Sometimes I feel like a ghost, drifting through life in a weightless fashion. Do you ever feel that? I don’t just mean a ghost in the sense of an apparition who appears to living persons in a gauzy form and makes them go agh! which would be more tangible, but a ghost in the sense of a false image, a secondary image, often faint. I sort of . . . float along the washed-out pastel boulevards of Culver City, among other actual human beings. I feel like I could float . . . right through you.

On the back of my map of Holy Cross there is a list of instructions, informing patrons what they can and cannot do. No dogs. No artificial flowers. Only a certain type of vase permitted. The construction of trenches around graves is strictly prohibited. No idling or loafing or any other form of boisterous activity.

There are security guards enforcing these rules during visiting hours, 8:00 a.m. to 5:00 p.m., Monday through Sunday. I’ve seen them chase off the skater boys who come to the cemetery, dressed in their black hoodies and their skeleton-patterned clothes like brand-name memento mori, to skate down the hill: the spinning, humming sound of a skateboard approaching; that could be a death omen. I wish the guards would spend more time regulating the traffic; I don’t know the speed limit for a cemetery, and those drivers might be grieving, but most cars clearly exceed the limit. One time a guard even came up to me and asked what I was doing. He seemed to think I was loitering. He eyed my black bag, as though I were hiding a knife in it. I told him I was from the university, doing research, which was sort of true.

Holy Cross claims the directives help maintain the beauty and dignity of the cemetery.
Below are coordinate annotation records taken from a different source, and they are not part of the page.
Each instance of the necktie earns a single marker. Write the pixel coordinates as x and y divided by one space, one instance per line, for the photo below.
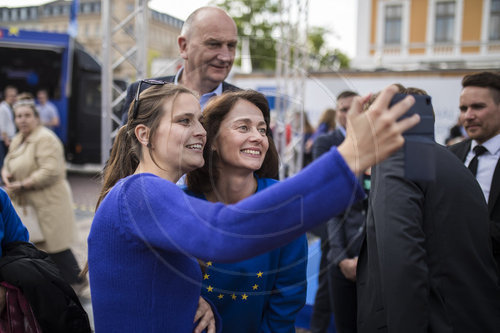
478 151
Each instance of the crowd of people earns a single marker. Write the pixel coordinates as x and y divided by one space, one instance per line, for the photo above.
227 251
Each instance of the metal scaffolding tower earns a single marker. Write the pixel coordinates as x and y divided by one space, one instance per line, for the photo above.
291 74
136 56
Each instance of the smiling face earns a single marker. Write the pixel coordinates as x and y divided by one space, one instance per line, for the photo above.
208 48
179 140
25 119
480 113
241 142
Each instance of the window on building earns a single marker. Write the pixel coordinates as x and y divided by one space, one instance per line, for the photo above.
495 20
392 31
445 21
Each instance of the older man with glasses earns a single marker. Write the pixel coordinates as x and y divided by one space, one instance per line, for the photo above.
207 44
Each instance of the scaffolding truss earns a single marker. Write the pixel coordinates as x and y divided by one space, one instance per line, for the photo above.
113 56
291 75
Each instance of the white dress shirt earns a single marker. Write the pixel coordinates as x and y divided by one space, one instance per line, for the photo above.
486 163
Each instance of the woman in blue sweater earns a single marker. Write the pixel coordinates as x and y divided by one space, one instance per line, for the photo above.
264 293
147 234
11 230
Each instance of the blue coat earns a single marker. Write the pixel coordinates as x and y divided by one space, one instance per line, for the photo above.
11 227
147 234
261 294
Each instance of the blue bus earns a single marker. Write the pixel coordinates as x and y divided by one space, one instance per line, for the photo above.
31 60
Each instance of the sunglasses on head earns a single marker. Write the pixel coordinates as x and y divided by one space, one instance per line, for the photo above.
136 99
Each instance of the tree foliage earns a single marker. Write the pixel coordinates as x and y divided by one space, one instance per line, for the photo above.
323 57
258 20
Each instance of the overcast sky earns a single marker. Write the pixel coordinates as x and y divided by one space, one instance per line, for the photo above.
337 15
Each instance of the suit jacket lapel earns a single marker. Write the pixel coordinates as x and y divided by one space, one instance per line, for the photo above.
464 150
495 188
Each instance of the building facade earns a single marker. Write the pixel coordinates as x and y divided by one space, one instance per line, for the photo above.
428 34
54 17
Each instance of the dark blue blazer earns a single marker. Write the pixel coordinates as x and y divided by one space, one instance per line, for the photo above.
426 263
461 149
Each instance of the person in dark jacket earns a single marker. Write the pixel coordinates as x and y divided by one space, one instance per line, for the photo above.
426 263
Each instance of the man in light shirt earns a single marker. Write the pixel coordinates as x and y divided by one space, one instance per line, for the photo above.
480 108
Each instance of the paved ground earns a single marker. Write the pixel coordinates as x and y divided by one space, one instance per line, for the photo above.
85 188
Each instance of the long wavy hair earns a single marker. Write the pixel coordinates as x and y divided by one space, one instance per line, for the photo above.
127 150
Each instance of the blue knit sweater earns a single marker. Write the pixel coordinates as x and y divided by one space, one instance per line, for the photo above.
11 227
261 294
147 233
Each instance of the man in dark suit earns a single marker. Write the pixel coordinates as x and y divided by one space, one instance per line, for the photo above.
336 281
426 262
207 44
480 110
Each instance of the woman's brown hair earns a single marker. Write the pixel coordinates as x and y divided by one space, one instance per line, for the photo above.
202 180
126 152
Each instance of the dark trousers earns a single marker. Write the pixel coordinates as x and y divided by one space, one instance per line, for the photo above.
343 300
322 310
68 266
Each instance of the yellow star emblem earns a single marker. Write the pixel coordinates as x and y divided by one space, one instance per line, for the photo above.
13 31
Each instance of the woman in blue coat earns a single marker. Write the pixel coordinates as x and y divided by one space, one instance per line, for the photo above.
147 234
11 230
263 293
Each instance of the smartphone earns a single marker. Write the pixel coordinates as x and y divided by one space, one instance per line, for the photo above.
420 161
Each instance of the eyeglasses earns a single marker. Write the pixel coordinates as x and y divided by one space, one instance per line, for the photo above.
136 100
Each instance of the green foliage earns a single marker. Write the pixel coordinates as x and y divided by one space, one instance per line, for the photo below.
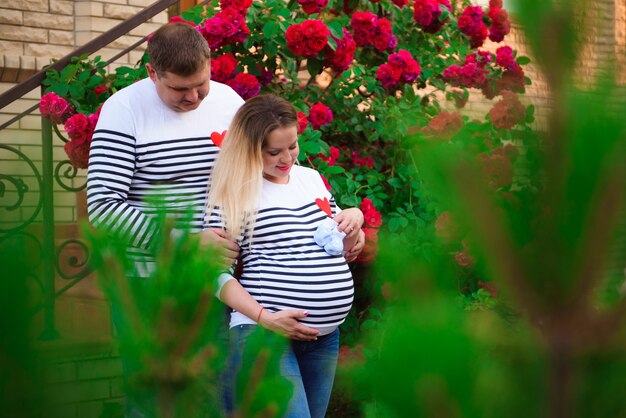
77 83
172 331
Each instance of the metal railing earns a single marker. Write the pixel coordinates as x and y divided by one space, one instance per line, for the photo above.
15 185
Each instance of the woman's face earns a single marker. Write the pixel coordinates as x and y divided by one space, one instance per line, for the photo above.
280 153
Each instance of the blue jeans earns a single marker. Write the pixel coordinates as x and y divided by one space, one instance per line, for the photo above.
309 365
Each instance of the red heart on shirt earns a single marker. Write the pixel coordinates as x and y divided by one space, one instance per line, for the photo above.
325 206
217 138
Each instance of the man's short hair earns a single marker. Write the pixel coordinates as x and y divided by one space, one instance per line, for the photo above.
178 48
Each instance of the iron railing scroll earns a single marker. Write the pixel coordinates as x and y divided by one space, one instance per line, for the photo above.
27 195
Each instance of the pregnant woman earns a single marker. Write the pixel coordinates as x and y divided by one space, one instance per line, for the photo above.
289 283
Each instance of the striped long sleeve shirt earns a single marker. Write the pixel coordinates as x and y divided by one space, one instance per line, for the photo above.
145 156
283 267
I think they’re being disingenuous, and the rules are to maintain order, form, structure, in the face of death’s chaos, formlessness, disarray: Death, the great disintegrator, the gnarly unmaker. I just don’t see much beauty there, or here, do you? All I’ve seen is a bureaucratic method designed to counter Death’s awesome humiliation.

Luckily, the guards never bothered me again. In my black shirt and trousers, they probably assume I’m in mourning or just some harmless white-collar worker with a buried Goth past. I’m not sure if either supposition is true, but I adhere to these principles of conduct, which apply only to visitors, not the cemetery’s residents, who must find the whirr and skitter of those skateboard wheels annoying, like the constant movement of upstairs neighbors. We are obliged to display reverence for the dead, but they must feel no such need. We must comply with these regulations, but within the confines of the cemetery, the dead have been given free reign.